The U.S. Environmental Protection Agency (EPA) has awarded the Town of Cary with a $496,000 grant for an innovative program focusing on greenhouse gas reductions in fire and police departments. The town of Cary is among 22 communities from across the country, including three Indian tribes, receiving almost $8.3 million in grants.

These grants will help communities increase energy efficiency and save consumers money with new practices involving waste management, energy production, and land use management.

  1. Leslie Huffman
    Leslie Huffman says:

    Lindsey, there is a planned Community Center for that part of Cary. Not sure when it is scheduled to be built.
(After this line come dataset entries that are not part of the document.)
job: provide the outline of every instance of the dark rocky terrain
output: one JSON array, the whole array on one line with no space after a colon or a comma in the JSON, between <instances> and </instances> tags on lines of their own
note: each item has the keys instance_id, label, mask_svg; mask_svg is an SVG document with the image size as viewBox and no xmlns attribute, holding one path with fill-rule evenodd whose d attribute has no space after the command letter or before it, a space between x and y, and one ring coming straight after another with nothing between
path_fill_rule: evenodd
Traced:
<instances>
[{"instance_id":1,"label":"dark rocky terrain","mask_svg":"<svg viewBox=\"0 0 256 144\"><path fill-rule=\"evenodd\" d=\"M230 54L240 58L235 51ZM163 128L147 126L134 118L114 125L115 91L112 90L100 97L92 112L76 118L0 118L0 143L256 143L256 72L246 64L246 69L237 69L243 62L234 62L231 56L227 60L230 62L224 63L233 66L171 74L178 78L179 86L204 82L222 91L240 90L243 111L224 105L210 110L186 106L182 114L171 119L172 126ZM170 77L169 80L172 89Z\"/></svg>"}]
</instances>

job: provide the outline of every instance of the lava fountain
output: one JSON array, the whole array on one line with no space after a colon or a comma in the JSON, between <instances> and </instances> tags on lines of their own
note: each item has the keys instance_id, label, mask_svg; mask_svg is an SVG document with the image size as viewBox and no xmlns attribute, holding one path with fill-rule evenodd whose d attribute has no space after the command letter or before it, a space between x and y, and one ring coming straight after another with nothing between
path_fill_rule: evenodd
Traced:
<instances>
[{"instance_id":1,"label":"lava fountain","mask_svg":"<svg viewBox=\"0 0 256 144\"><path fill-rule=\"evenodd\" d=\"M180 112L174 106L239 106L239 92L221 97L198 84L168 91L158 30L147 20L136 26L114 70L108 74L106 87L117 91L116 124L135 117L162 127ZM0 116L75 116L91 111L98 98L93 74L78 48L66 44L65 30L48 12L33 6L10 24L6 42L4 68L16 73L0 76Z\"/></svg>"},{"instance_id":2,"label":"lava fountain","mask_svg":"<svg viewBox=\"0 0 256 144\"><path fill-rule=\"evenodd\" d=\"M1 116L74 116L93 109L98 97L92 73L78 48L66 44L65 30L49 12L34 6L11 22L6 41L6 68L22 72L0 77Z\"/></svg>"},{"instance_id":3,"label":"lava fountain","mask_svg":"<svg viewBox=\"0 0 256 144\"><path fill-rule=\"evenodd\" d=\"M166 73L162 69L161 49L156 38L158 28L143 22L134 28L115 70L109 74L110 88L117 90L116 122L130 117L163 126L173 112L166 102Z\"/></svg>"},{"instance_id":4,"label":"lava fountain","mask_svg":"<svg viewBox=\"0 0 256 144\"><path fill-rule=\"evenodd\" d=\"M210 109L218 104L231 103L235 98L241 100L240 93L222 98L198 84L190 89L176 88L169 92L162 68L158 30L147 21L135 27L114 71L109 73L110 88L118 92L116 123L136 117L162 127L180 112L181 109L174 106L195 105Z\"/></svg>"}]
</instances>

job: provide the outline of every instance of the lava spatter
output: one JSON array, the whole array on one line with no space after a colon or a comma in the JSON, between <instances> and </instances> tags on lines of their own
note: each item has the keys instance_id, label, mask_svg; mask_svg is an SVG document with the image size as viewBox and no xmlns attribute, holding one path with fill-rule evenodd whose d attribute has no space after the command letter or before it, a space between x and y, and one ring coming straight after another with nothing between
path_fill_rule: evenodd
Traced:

    Dean, No citizen is against holding the same operations of other fire stations while lowering energy costs and reducing negative environmental impacts. This project will be comparing building to building and will help us be more strategic and efficient in future building projects. It’s a good thing.

  2. Lindsey Chester
    Lindsey Chester says:

    what community center are they near? I am unaware of any other Cary Community Center that far west other than Bond Park….I know Mills park Elementary and Middle are out there, and the town makes use of their ball fields…

  3. Dean
    Dean says:

    “pioneer reductions in cost and greenhouse gas emissions”

    How are they going to track this? How about comparing it to Fire Station 2, which seems tiny in comparison to this one.

    “will then use to sell power back to the grid”
    So, basically, the solar panels are not good enough to actually create enough electricity to power the station, but since power companies are forced by law to buy the energy at a premium, then it is good to sell that power back to feel green.

    It is fine to be good stewards to the environment, but doing things based off of the U.N.’s Agenda 21 is not a reason.